The private sector, regarded as the engine of economic growth, is not in a mood to celebrate the upcoming Independence Day.
That’s because with the government already declaring three public holidays, it means many private companies will have to fork out thousands of tala to pay for three unproductive days.
And that’s going to hurt them – especially at a time when economic prospects are weak.
For one of the biggest private employers in the country, Yazaki Eds Samoa, it is staring at a loss of close to a million tala in terms of production.
General Manager, Funefeai Oliva Vaai, told the Samoa Observer that from their calculations, the holidays will cost them at least $900,000.
The loss, he added, does not include other costs carried by the company to accommodate 800 workers.
“Our business calendar was based on information provided last year which was to have one declared public holiday,” said Funefeai.
“But we have now been informed it’s another extra two days and it’s a surprise for us because we have already planned out our production.
“It means that we have to work overtime, pay penalty rates, prepare extra meals and provide transportation for workers to go home (after work).
“It’s quite a big loss to our production time and also loss in sales.”
The General Manager estimated the average cost of production for the company at $300,000 a day,
According to Funefeai, at least Yazaki has the resources to absorb the losses, something he believes many smaller companies will struggle with.
And in looking ahead, he said it would be great if the government could plan these things in advance and inform the private sector for their planning.
The Chief Executive Officer of the Chamber of Commerce, Hobart Vaai, confirmed the frustrations shared among the private business community.
According to Mr.

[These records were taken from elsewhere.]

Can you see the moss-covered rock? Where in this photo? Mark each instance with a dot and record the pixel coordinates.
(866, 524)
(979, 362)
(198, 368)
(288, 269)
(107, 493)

Vaai, since the announcement of the public holidays was made, many members have expressed concerns about the cost.
“Based on that feedback it would be fair to note that in an already tight economy, a three day holiday announced at relatively short notice will be difficult for the private sector to cope with,” he said.

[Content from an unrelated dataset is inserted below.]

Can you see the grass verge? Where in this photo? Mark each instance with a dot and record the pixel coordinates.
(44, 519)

“The negative economic impacts across the private sector, particularly the retail sector are estimated to be significant.
“Two days of celebrations to mark Independence appears to have been the practise in recent times. That would seem to be ample time to enjoy this special national occasion.”
The C.E.O. pointed out that in a significantly shortened week, the private sector is legitimately concerned about the costs associated with having less than half a week of productivity.
“Revenue opportunities are reduced and so too are opportunities to address ongoing costs,” he emphasised.
“The impact of a three days public holiday may have been softened with a longer notice period and sufficient time to plan ahead.
“On this occasion, timely consultation would have been appropriate.”
Mr. Vaai said the Chamber remains committed to and values its ongoing partnership with government and looks forward to future appropriate opportunities to contribute to the decision making process.
Speaking about the holidays last week, Prime Minister Tuilaepa said: “No one wants to come back to work on Friday.
“There’s something called a commission holiday which we will use again. In Samoan, it’s a day for those that have worked hard in government to relax and do some shopping.”